The Conquistadors: Exploration, Greed, and Destruction
Fexingo History · Mesoamerica
The Conquistadors: Exploration, Greed, and Destruction
From the moment Hernán Cortés burned his ships on the Veracruz shore to the fall of Tenochtitlan in 1521, the Spanish conquistadors remade the Americas through a volatile mix of courage, cruelty, and greed. Lucas and Luna guide listeners through the brutal collision of two worlds, examining not only the well-known figures—Cortés, Pizarro, Moctezuma, Atahualpa—but also the indigenous allies, enslaved Africans, and forgotten women who shaped the conquest. Each episode dissects a specific campaign or cultural encounter: the siege of Tenochtitlan, the conquest of the Inca Empire, the protracted Maya resistance, and the lesser-known expeditions into Florida and the Amazon. They explore the legal and moral debates of the Valladolid Controversy, the devastating impact of Old World diseases, and the encomienda system that bound native peoples to Spanish lords.
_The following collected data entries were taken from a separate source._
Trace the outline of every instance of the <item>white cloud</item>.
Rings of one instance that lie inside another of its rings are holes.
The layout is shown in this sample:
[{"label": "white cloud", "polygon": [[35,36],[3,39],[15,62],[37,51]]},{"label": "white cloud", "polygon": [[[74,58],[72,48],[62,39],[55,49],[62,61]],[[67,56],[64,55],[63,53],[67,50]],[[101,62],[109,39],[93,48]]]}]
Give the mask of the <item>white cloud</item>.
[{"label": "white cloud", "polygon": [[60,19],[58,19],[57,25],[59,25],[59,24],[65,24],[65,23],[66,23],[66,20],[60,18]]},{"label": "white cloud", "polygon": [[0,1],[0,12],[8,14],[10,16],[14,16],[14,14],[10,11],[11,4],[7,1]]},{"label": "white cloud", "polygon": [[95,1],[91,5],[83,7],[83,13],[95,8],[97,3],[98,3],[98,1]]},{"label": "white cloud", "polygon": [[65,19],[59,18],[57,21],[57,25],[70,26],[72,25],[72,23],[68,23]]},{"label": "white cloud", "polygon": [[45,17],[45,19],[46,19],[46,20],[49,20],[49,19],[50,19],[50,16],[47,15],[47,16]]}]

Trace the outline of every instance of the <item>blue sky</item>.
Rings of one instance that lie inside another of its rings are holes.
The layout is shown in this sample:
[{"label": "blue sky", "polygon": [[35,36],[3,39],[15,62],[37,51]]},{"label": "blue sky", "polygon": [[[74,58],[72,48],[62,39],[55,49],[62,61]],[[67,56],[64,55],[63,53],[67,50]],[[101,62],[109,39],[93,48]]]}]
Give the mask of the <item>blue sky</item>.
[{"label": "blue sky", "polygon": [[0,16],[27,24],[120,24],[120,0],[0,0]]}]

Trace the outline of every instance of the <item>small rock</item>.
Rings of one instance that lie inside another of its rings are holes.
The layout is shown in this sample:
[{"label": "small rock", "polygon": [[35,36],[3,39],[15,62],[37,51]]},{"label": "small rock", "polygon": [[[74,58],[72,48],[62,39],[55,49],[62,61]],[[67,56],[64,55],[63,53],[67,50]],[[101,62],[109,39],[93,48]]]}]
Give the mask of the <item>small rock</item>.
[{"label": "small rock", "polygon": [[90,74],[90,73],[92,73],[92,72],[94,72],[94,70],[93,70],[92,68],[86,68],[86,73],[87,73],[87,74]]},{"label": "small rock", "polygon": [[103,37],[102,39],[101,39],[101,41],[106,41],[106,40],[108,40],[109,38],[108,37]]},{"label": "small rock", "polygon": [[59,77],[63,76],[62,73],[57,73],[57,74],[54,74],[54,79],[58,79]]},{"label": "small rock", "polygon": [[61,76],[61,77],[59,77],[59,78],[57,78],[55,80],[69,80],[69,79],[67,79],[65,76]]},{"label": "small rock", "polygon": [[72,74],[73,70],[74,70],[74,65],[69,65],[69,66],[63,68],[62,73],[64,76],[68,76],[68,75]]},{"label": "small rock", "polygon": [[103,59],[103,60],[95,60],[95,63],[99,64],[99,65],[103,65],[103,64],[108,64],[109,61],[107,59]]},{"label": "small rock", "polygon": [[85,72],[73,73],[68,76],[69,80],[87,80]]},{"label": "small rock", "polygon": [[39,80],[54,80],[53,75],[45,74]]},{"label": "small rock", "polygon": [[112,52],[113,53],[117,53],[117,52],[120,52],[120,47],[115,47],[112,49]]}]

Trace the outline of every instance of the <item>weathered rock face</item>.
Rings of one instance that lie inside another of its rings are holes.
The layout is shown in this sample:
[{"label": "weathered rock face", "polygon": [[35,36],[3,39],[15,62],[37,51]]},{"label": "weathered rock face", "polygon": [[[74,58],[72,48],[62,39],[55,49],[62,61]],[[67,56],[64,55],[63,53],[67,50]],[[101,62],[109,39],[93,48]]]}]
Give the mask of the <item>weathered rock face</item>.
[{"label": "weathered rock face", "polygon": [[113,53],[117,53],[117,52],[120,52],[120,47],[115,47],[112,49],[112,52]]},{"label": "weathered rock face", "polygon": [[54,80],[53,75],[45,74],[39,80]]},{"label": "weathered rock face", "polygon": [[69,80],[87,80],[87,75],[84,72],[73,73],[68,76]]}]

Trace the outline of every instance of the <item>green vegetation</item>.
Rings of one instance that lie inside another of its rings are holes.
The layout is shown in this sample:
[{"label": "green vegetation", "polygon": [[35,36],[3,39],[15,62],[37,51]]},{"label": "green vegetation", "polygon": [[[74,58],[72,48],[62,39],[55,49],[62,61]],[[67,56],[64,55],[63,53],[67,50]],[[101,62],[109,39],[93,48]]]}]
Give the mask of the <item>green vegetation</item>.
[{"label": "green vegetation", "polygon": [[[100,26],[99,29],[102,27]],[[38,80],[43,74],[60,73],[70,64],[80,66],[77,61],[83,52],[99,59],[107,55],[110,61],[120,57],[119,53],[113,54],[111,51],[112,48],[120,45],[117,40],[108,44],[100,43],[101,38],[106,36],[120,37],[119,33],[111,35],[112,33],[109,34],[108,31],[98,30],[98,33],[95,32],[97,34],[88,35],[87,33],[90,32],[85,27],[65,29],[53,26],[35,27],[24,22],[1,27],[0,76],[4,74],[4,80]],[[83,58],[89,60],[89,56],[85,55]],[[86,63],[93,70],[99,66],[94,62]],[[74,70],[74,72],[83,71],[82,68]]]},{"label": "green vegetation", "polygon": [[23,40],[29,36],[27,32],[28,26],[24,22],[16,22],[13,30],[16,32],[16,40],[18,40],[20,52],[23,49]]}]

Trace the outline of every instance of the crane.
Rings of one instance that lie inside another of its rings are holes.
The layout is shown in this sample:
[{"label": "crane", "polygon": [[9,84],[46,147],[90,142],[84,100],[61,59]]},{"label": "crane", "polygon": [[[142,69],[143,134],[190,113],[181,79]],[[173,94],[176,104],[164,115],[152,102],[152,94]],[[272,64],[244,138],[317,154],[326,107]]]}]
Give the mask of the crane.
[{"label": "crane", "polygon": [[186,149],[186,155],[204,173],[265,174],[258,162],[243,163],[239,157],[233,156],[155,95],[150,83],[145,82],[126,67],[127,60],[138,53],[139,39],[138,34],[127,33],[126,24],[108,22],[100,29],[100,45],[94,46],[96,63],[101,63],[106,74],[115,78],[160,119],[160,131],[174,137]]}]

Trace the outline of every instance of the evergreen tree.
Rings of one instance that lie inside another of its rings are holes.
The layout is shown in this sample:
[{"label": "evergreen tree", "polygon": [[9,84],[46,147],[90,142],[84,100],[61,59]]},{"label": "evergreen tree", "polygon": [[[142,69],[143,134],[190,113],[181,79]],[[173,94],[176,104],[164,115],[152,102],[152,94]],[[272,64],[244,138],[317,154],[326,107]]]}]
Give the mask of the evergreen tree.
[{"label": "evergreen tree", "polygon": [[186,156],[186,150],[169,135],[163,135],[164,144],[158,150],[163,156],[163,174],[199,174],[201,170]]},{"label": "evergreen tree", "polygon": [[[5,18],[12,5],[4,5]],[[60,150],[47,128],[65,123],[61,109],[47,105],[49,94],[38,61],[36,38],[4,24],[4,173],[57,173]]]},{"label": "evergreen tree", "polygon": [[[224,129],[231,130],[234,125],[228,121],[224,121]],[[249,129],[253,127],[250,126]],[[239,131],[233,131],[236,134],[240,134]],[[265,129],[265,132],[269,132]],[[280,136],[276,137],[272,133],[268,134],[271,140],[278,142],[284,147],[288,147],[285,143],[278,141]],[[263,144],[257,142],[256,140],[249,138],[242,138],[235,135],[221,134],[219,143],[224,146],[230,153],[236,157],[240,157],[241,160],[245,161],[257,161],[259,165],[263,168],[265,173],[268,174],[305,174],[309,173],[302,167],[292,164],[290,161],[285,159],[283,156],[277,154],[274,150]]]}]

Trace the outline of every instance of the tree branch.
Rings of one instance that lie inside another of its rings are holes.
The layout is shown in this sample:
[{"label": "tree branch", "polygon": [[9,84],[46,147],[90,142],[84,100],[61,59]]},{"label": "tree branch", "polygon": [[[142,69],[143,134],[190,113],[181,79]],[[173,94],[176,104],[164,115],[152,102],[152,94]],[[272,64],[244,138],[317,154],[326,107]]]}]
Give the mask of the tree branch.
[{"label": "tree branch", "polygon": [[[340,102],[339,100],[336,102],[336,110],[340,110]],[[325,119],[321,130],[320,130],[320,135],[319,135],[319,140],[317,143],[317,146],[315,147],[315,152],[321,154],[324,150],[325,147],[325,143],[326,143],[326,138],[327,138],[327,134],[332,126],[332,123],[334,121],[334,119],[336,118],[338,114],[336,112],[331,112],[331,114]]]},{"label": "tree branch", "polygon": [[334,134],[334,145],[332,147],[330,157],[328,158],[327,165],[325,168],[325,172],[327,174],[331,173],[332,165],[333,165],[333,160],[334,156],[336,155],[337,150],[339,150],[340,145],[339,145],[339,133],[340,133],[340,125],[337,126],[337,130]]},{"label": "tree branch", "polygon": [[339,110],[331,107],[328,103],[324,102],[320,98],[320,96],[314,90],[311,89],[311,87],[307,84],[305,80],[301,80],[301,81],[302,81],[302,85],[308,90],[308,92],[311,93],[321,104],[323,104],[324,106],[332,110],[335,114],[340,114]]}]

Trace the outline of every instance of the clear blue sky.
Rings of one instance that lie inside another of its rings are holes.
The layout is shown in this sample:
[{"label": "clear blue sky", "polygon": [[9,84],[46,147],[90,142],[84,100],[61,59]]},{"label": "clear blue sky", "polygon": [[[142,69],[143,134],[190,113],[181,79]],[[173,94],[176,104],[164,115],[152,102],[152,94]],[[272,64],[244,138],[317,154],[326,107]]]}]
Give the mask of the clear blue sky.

The show also confronts the long legacy: how conquest myths were constructed, how indigenous memory survives, and how modern movements grapple with statues, repatriation, and historical memory. This is not a simple story of heroes or villains—it is a search for understanding amid the rubble of empires. Can we truly grasp the scale of the destruction, or the resilience of the conquered?